Director: Charlotte Le Bon
Producers: Gael Cabouat, Boris Mendoza
Writers: Charlotte Le Bon, Timothée Hochet
Cast: Jean-Baptiste Sagory, Suzanne Rault-Balet, Sarah Calcine
Rémi dreams of sleeping forever. He is an insomniac living a nightmare where he cannot sleep at all. He books himself a room in Judith Hotel as he seeks to start a new life. That’s the premise behind Judith Hotel, a 2018 French short movie directed by Charlotte Le Bon and starring Guillaume Kerbusch.
It’s a very authentic in plot, atmospheric in feel short film that defies expectations and easy genre labels. It is quite ambiguous in nature which is its most admiring characteristic. The opening instantly hooks the viewer in how memorable and intriguing it is while the final sequence is particularly memorable how dark it turned out to be.
What is most striking about this film is how intricately built it is across the board. First and foremost, the characters are so well developed and really memorable which is impressive for what is essentially a 16-minute movie. You feel the pain they feel, especially the protagonist and his struggle with insomnia, and the hotel’s staff is particularly eerie.
And there lies the film’s most evident achievement – the hotel. Judith Hotel depicts its titular hotel in such a vivid fashion that it really sticks with you, and it remains in your mind even after seeing the movie. That’s because the cinematography in particular is truly phenomenal.
There is a lot of memorable imagery here – the blood-stained clothes, the pills, the overall hotel interior… Every shot is so well composed, and particularly the editing is masterful as every moment and every scene lasts for just the right amount of time without ever feeling rushed or prolonged.
And that goes to show that Charlotte Le Bon is the one to commend when it comes to the entirety of this movie flowing as well as it does. Her direction here is superb as the movie is instantly memorable and highly cinematic throughout. The plot may not be for everyone, but to me its mixing of weird and nightmarish fantasy elements and atmospheric thrills pleasantly reminded me of David Lynch.
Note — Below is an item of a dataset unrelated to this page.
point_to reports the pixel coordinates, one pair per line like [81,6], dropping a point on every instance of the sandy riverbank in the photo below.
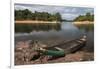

Overall, Judith Hotel is a very puzzling piece of work. It’s highly ambiguous and creepy in nature, especially in its imagery. The film is ultimately a very artistic showcase for director Charlotte Le Bon whose direction is terrific. The photography and editing are both outstanding, creating this incredible, very disturbing atmosphere that grips the viewer and never lets go. It is consequently the type of short film that gives this medium a great name.